Appendix B: GPIF state machine scope
What does NOT require GPIF state machine changes
All diagnostic and telemetry features in this document work by observing the existing state machine from the outside:
CyU3PGpifGetSMState()reads the current state index (0-9) without affecting the state machineglDMACountis incremented in the DMA produce-event callback, independent of the GPIF configuration- PIB error callbacks fire on DMA-level errors detected by the hardware, not by the state machine
- The GETSTATS vendor command (and any future DIAGFX3 extension) is an EP0 control transfer, completely independent of the bulk streaming GPIF path
The existing SDDC_GPIF.h (generated by GPIF II Designer) does not need to be modified for any feature described in this document.

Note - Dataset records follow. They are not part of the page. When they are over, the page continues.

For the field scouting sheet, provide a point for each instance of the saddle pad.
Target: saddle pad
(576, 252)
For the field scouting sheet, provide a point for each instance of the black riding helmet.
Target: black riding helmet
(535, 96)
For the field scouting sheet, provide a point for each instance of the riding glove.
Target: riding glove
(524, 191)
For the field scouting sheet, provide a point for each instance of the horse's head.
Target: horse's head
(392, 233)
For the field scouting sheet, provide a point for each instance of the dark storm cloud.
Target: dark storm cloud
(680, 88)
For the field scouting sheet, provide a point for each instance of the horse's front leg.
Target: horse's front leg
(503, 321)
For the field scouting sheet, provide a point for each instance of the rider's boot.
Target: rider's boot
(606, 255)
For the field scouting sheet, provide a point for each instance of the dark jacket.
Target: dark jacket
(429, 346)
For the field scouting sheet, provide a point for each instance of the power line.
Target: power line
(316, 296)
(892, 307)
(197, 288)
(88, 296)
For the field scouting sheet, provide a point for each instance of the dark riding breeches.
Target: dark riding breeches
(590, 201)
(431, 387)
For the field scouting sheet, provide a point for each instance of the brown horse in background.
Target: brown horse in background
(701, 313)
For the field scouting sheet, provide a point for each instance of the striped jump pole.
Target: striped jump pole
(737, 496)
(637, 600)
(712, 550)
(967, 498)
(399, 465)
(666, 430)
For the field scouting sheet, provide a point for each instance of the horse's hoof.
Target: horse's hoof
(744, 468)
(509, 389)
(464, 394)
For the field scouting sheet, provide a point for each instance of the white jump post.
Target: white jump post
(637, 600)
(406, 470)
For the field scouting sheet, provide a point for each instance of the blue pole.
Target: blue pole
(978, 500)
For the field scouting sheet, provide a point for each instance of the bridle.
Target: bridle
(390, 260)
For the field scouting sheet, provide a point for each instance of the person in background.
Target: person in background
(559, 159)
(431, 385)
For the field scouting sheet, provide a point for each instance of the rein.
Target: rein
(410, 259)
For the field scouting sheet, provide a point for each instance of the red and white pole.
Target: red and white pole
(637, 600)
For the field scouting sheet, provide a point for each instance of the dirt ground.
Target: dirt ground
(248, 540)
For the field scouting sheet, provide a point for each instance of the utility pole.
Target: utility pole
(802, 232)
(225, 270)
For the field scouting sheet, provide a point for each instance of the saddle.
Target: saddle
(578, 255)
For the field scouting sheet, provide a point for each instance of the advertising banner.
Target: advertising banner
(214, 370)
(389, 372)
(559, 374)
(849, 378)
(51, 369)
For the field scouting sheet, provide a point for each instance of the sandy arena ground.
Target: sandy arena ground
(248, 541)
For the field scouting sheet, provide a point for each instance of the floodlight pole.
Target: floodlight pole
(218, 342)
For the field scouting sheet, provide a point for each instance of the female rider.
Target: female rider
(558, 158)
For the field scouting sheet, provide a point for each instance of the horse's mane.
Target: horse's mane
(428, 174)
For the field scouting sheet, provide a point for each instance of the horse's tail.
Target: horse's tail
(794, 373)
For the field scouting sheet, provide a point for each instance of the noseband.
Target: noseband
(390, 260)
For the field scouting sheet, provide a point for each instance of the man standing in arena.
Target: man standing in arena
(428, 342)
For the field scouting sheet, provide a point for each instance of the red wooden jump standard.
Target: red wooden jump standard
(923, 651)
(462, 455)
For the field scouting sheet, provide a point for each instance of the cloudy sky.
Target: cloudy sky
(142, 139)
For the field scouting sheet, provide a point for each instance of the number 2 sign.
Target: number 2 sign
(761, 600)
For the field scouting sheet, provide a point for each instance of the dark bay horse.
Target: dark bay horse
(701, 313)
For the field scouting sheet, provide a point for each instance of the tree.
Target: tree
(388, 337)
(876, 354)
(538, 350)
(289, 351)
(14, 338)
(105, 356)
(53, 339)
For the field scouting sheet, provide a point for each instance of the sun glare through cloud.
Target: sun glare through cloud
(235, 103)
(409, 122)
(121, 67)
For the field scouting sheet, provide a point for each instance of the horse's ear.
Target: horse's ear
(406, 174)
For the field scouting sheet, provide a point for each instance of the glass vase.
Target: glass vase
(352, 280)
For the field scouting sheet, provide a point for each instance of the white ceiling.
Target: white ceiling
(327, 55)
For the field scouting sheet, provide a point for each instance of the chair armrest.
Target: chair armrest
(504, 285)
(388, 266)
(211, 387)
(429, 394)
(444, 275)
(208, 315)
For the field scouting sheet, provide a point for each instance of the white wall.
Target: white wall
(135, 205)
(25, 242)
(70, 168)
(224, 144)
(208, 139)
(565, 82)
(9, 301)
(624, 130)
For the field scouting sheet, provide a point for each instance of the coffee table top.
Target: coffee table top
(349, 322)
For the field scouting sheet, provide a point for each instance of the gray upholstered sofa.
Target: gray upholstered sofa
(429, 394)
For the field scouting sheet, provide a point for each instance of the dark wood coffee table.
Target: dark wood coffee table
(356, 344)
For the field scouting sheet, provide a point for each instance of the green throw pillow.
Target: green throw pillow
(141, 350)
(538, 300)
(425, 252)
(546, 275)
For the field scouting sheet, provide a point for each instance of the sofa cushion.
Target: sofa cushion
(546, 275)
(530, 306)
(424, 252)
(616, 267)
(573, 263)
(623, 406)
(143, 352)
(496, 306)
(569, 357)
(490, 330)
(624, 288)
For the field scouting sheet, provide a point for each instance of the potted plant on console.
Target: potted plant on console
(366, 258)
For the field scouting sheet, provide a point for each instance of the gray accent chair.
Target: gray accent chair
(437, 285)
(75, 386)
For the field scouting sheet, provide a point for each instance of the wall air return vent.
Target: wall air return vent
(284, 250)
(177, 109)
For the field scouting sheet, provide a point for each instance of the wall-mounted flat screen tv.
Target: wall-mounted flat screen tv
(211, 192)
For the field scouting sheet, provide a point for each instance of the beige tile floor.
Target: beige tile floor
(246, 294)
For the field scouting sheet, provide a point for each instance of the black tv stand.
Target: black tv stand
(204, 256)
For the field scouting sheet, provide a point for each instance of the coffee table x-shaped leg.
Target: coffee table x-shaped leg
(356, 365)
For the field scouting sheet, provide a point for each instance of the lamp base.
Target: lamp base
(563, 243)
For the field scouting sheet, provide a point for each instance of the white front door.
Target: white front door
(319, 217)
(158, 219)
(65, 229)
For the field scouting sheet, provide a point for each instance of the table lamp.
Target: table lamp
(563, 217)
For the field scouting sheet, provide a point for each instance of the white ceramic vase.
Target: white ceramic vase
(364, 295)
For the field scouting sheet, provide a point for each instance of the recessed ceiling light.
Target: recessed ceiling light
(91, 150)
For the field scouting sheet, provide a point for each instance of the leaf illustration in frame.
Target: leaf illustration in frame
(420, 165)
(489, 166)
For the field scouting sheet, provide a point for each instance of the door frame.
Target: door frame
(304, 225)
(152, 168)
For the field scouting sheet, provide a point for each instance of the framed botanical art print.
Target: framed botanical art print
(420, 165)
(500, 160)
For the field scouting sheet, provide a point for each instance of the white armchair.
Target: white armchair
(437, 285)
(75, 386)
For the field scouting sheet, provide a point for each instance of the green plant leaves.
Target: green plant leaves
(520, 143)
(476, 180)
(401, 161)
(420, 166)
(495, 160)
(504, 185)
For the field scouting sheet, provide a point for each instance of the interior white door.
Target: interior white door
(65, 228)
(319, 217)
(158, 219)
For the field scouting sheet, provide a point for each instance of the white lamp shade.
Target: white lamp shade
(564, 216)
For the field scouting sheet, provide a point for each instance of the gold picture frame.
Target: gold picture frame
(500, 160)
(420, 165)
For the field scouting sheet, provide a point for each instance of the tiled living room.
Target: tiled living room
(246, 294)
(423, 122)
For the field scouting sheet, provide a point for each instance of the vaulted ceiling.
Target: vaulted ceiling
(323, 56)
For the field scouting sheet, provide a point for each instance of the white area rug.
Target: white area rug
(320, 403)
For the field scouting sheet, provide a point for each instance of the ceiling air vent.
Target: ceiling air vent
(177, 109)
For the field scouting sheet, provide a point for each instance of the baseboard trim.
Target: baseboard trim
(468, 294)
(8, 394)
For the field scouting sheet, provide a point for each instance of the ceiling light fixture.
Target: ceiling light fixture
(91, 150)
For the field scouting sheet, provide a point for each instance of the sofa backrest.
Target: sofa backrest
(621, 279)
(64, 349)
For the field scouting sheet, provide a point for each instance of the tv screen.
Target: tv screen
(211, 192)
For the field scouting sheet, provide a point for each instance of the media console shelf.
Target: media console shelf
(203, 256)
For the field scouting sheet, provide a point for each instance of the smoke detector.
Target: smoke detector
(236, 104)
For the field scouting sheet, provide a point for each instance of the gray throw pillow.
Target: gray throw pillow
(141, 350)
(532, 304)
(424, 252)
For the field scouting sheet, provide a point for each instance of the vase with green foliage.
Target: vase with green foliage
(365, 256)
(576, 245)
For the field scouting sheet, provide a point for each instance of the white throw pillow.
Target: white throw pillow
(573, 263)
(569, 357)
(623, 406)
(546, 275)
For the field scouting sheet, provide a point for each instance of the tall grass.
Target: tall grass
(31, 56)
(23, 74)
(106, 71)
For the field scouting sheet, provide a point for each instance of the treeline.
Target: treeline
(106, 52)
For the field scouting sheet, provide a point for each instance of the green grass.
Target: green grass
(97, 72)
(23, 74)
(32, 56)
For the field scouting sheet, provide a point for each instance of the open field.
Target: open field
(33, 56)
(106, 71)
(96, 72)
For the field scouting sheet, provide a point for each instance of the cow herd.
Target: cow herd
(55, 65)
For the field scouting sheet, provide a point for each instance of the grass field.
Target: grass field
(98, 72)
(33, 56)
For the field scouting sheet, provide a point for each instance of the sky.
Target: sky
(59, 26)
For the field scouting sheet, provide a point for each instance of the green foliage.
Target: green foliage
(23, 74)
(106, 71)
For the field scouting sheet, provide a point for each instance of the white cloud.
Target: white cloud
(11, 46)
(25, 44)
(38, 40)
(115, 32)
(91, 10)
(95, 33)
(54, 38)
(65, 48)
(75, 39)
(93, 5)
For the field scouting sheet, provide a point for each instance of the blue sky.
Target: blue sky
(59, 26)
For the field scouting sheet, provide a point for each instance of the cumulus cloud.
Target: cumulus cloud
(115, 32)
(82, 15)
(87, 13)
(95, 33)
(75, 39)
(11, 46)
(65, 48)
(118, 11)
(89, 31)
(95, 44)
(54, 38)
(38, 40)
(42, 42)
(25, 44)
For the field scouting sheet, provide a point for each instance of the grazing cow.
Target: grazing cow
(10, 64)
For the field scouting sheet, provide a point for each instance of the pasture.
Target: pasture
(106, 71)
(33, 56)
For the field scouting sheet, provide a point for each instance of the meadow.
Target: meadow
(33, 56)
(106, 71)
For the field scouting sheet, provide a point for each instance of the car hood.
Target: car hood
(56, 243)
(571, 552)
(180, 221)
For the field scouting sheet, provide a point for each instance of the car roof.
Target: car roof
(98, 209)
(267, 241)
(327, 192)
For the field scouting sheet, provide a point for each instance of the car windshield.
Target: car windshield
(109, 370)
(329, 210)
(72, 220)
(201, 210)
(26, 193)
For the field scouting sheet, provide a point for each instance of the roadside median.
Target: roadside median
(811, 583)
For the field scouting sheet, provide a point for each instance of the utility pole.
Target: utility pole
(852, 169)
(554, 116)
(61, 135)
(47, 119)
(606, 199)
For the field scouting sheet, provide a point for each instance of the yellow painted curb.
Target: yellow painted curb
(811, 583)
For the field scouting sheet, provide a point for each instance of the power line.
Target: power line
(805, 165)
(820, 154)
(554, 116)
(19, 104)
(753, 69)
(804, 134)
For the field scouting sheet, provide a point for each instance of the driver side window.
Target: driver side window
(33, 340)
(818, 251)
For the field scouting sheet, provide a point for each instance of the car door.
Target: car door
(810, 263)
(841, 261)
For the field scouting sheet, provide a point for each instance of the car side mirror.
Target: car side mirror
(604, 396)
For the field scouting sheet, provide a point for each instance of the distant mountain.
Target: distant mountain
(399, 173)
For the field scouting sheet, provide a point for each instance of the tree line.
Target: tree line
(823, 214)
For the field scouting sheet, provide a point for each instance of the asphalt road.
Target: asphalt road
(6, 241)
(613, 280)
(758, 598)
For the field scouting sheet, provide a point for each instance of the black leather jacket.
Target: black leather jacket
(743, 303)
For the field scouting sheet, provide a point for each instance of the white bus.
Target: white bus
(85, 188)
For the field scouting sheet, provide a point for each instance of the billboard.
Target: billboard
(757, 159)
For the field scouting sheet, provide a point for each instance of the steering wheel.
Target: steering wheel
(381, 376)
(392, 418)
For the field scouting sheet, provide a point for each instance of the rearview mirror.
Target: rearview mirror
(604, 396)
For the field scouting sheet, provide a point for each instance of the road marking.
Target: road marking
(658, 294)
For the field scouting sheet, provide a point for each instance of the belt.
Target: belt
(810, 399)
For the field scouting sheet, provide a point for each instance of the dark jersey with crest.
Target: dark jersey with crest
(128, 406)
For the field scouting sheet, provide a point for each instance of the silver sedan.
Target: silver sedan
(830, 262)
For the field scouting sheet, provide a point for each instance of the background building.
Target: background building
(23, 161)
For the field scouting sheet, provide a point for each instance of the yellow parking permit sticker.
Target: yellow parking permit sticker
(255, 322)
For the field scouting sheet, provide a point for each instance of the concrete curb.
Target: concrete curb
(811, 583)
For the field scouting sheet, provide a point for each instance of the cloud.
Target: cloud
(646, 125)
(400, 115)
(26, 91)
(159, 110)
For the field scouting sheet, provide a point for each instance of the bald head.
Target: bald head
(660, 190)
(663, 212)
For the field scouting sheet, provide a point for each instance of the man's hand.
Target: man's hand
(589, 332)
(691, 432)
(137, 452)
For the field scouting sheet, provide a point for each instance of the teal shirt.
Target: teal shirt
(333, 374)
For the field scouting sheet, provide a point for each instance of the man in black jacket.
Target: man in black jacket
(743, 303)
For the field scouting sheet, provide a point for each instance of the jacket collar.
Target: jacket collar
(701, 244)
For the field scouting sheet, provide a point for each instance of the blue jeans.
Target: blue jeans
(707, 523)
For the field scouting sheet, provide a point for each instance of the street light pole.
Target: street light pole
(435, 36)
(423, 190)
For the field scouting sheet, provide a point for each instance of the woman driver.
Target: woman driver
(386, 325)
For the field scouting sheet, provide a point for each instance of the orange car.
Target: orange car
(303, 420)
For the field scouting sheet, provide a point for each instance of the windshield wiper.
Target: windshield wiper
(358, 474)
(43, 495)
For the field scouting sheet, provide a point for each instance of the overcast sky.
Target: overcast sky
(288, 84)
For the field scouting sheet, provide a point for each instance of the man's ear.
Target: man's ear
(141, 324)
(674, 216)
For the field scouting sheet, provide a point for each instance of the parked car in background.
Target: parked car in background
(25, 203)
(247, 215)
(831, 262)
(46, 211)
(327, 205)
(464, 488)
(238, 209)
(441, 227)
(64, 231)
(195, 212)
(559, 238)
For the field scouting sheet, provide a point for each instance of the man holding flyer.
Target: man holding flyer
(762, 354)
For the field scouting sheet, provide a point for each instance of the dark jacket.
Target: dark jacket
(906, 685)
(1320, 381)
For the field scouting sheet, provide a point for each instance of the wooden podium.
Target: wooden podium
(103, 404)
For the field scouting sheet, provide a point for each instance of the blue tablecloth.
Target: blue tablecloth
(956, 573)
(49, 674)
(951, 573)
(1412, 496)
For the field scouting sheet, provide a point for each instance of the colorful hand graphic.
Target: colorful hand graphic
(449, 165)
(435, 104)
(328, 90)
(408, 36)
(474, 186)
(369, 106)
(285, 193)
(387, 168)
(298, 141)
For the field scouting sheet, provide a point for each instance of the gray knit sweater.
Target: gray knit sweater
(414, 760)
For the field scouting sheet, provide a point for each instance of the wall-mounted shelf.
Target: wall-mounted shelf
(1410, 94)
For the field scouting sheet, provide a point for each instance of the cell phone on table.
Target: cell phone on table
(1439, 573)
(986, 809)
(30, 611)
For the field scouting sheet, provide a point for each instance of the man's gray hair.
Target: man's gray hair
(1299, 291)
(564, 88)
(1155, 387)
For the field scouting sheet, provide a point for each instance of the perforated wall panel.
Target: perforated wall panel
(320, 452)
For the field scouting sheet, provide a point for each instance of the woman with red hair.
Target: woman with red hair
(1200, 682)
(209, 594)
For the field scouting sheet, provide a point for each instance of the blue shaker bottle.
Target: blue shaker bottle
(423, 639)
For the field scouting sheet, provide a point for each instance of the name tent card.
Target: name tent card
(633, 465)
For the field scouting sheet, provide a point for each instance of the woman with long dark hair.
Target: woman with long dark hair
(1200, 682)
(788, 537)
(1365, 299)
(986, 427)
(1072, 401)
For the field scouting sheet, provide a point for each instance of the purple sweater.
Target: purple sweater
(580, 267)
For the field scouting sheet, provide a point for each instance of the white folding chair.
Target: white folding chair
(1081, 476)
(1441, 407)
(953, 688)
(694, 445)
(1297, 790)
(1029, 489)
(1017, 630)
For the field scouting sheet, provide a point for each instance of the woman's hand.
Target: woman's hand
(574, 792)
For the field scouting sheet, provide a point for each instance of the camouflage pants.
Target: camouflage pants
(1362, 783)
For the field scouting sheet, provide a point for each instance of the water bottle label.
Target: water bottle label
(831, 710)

What required GPIF state machine changes (now implemented)
Status: implemented. See gpif-and-recovery.md for the full design.
The GPIF state machine was updated to add !FW_TRG → IDLE exit transitions to TH0_RD (state 2), TH0_WAIT (state 9), and TH1_WAIT (state 8) — three states that each had one free transition slot. This enables reliable soft-stop via CyU3PGpifDisable(CyFalse) within 3 clock cycles (~47 ns at 64 MHz).
The changes were made in the GPIF II Designer project (SDDC_FX3/SDDC_GPIF/projectfiles/gpif2model.xml) and regenerated into SDDC_FX3/SDDC_GPIF.h. Soak testing (500+ cycles) confirmed zero device crashes with the soft-stop architecture.
Note: The diagnostic side-channel features (GETSTATS, PIB callback, DMA monitoring) do NOT require any GPIF state machine changes. They observe the existing SM from the outside. The soft-stop change is a separate reliability improvement that reduced the streaming fault rate visible in GETSTATS.